Bones of Betrayal (Body Farm 4)
Page 20
Thornton frowned at her slightly; he didn’t seem to approve of the handout, and he didn’t seem to like the edgy comment, either. “It might have helped speed the Manhattan Project, but it also helped speed the Soviets,” he said. “One of the Los Alamos physicists, Klaus Fuchs, gave a copy of the primer, or the key details from it, to a Soviet intelligence agent in June of 1945. It was like handing over a set of blueprints for the bomb. The guy betrayed us for five hundred bucks.”
I wasn’t sure I’d heard correctly. “Five hundred dollars? The Soviets got America’s atomic secrets for five hundred dollars?”

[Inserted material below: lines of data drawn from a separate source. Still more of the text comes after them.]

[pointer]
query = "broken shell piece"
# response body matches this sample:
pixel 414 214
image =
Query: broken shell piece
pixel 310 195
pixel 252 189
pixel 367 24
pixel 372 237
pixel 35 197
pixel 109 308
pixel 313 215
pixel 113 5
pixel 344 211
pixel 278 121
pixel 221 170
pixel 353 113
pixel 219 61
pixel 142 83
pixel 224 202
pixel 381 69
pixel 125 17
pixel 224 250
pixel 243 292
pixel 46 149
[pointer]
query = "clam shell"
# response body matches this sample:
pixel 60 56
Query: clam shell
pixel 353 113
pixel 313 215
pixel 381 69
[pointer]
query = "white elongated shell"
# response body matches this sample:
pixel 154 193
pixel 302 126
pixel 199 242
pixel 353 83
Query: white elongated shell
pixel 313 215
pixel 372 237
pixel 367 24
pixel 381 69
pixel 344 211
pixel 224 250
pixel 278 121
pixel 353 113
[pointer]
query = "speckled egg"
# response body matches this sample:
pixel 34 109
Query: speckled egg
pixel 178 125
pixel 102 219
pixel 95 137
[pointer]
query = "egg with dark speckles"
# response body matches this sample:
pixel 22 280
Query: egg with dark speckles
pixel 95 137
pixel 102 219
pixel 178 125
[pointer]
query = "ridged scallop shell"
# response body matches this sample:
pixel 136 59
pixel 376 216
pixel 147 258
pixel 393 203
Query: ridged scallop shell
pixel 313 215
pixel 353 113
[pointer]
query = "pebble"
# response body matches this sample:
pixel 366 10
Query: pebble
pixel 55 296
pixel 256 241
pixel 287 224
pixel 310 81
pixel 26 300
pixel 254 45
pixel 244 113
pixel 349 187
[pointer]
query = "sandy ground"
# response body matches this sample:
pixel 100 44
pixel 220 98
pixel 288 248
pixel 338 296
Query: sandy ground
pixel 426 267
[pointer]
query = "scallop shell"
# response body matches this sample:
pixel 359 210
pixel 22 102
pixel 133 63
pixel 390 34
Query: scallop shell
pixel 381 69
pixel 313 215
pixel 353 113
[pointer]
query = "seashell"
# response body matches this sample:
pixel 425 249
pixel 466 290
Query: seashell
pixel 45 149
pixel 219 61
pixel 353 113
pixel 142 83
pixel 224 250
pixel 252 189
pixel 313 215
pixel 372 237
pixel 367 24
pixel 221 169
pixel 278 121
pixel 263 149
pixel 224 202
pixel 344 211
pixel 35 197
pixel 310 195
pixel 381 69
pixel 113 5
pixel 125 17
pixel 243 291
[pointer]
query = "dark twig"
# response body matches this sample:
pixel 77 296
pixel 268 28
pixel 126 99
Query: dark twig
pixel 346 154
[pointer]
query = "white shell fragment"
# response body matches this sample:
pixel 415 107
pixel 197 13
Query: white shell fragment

He nodded. “I like Oak Ridge,” he said. “Oak Ridge was way bigger than Los Alamos, but a lot tighter-lipped. A lot more compartmentalized, too. Most people didn’t know what they were working on. They tended not to talk about it or speculate about it. And if they did, they got escorted out the gate, because anybody they talked to could have been a snitch.”
“A snitch?” Miranda sounded offended by the word. “What makes you say snitch?”
“Only word for it,” he said. “Security was a huge priority in Oak Ridge. There were hundreds of military intelligence officers in Oak Ridge. Some in uniform, some not. Some had cover jobs — they went around testing batteries and changing lightbulbs, menial work that let them watch and listen to workers all over the place. But the serious snitching was the Acme Credit Corporation.”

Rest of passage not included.